Wednesday, February 17, 2016

Demand for gold last year was on a par with the previous 12 months, with a strong second half making up for weaker demand in the first six months of 2015, according to statistics just published by the World Gold Council (WGC).

Its new Gold Demand Trends report found that “sustained buying” from central banks around the world - plus continued strong demand from China and India in the second half of the year – resulted in stable gold sales for 2016 as a whole.

Investors in China and Europe drove up sales of gold bullion coins and bars, with sales also strong in the US. The WGC said that financial and political tension, coupled with good value gold prices fuelled investor demand during the second half of the year.
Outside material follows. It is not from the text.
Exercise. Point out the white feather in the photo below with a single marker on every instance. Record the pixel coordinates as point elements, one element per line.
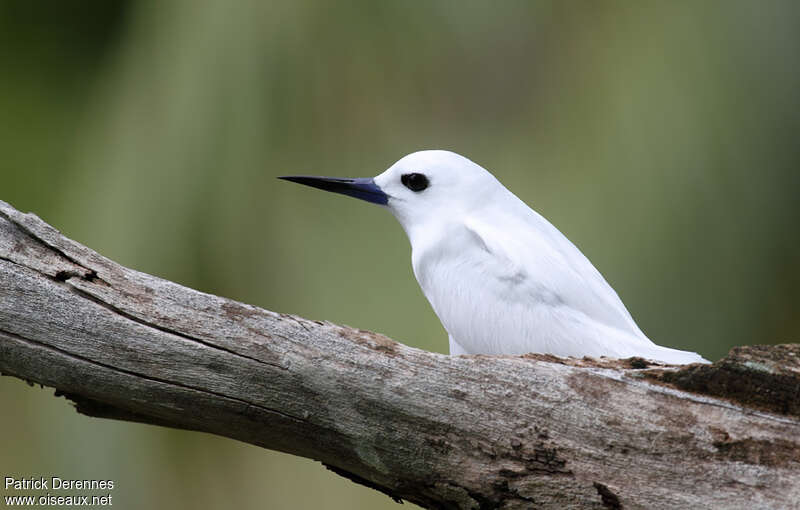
<point>501,278</point>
Globally, investment in the precious metal rose by eight per cent to 878 tonnes from 815 tonnes in 2014.

China remained the world’s biggest buyer of gold in 2015, snapping up 985 tonnes, an increase of two per cent on the year before. India was the second biggest international player in the market, buying 849 tonnes in total, a rise of one per cent on its 2014 total. The two countries combined were responsible for buying almost 45 per cent of the precious metal sold internationally.

Central banks slightly increased their annual demand for gold, buying in 588 tonnes compared to 584 tonnes the previous year. The WGC said that reduced confidence in the international economy and the falling price of oil drove demand.

WGC head of market intelligence, Alistair Hewitt, said: “In a year that saw global economic and stock market turmoil, the first US interest rate rise in nine years and falling oil prices, demand for gold remained resilient, coming in at 4,212 tonnes for the full year.

“Looking ahead, physical demand will continue to be supported by strong central bank purchases, and continued buying of jewellery, bars and coins by households across the world, led by India and China. If we just look at the year to date, the investment case for gold is as strong as ever. While stock markets have wobbled, gold has performed well.”